Auch über den Grund, warum das bisherige Schulhaus aus den späten 1960ern überhaupt abgerissen werden muss, wissen gewisse Schüler bestens Bescheid: «Es versinkt ein wenig im Boden.» Tatsächlich mussten die Architekten Hans Peter Ammann und Peter Baumann den Bau damals unter enormem Kosten- und Zeitdruck ohne genügend Vorkehrungen auf instabilem Baugrund erstellen, was dem Bauensemble nun zum Verhängnis wird. «Sie mussten schnell vorwärtsmachen und gleichzeitig Geld sparen», sagt Kasper vor der Klasse.

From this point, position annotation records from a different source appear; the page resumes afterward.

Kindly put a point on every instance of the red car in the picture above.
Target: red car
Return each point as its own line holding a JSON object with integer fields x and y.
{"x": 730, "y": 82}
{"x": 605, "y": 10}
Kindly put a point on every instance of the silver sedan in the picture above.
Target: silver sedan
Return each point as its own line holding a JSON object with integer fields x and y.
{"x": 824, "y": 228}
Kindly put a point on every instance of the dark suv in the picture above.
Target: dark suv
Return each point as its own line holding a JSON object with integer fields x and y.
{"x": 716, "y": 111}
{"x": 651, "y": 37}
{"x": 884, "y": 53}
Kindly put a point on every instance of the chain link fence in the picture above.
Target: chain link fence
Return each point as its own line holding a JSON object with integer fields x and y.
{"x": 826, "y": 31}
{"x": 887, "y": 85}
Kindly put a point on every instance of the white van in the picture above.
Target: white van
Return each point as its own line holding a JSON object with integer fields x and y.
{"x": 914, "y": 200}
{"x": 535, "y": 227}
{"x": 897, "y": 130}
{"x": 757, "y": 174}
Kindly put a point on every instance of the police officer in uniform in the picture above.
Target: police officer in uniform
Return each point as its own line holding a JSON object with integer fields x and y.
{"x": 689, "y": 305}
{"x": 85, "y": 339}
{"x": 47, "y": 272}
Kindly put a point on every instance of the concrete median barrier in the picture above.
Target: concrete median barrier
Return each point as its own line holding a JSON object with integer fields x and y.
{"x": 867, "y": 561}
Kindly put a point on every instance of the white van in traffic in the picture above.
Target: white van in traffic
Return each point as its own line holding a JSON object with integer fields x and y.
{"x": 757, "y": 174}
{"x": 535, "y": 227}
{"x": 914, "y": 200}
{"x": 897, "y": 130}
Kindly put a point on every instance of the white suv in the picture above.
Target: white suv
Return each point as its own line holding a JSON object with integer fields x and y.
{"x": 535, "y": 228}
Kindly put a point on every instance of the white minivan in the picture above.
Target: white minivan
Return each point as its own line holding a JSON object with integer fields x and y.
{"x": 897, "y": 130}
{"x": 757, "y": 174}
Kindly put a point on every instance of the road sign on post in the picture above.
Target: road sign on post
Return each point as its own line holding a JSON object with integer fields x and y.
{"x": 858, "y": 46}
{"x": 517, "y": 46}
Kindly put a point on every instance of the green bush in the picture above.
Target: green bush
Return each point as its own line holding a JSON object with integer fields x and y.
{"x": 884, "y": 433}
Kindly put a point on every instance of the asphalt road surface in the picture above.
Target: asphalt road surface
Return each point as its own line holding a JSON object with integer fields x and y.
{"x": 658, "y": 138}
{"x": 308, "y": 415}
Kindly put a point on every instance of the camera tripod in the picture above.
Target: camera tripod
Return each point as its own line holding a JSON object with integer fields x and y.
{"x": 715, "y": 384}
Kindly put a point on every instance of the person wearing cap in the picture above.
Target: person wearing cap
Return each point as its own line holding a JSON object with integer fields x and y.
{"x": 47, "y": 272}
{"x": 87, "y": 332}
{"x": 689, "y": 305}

Die Schule trägt das Projekt mit
Es ist nicht der erste Workshop, den Kasper mit Schüler:innen vom Wiesental durchführt. «Je nach Alter gestalte ich die Workshops natürlich anders. Thematisch, aber auch zeitlich. Bei den Erstklässler:innen, die erst seit sechs Wochen die Schulbank drücken, ist die Aufmerksamkeitsspanne kurz.» Entsprechend abwechslungsreich hat das Programm zu sein.
Die Arbeit in den Schulen ist für die Kunstvermittlerin besonders anspruchsvoll. «Die Voraussetzungen der einzelnen Kinder sind sehr unterschiedlich. Einige Kinder wissen bereits viel, weil vielleicht ein Elternteil im Baubereich tätig ist oder sie sich selbst für Baustellen interessieren. Für andere ist das alles Neuland», sagt Kasper. «Diese Workshops schaffen Zugänge für alle und sind auch im Sinne der Chancengleichheit wichtig.»
Die Workshops von LABforKids werden im ­Auftrag der Gemeinde Baar durchgeführt. Gemeindepräsident Walter Lipp spricht dabei von «Anschauungsunterricht vom Feinsten» und fügt hinzu: «Die Situation mit der Baustelle nebenan ist für Kinder eine ideale Gelegenheit für einen Einstieg ins Bauwesen.» 
Anstatt den Kindern nur Wissen von aussen zu vermitteln, würden sie direkt miterleben, was vor Ort passiert. «Das Projekt bedingt natürlich, dass es von der Lehrerschaft mitgetragen wird.» Das sei im Wiesental der Fall: «Die Schule steht voll dahinter.»

 

(Text: Valeria Wieser)


Box: Baukultur für Kinder

«Unser Schulhaus» ist ein Angebot des Vereins LABforKids. Der Verein ist auf baukulturelle Vermittlungsformate für Schulklassen der Primar,- Sekundar- und Berufsschule spezialisiert, die er in Zusammenarbeit mit Architekten und Pädagogen entwickelt und auf die jeweiligen Bedürfnisse der interessierten Lehrpersonen und Schulhäuser abstimmt. 
Ziel ist es, die Neugierde der Kinder an Baukultur zu wecken und ihnen das Wissen mitzugeben, um ihre eigene Meinung zu bilden und ihre Umwelt aktiv mitzugestalten. Dies auf spielerische und kreative Art und Weise, jedoch im Einklang mit dem Lehrplan 21.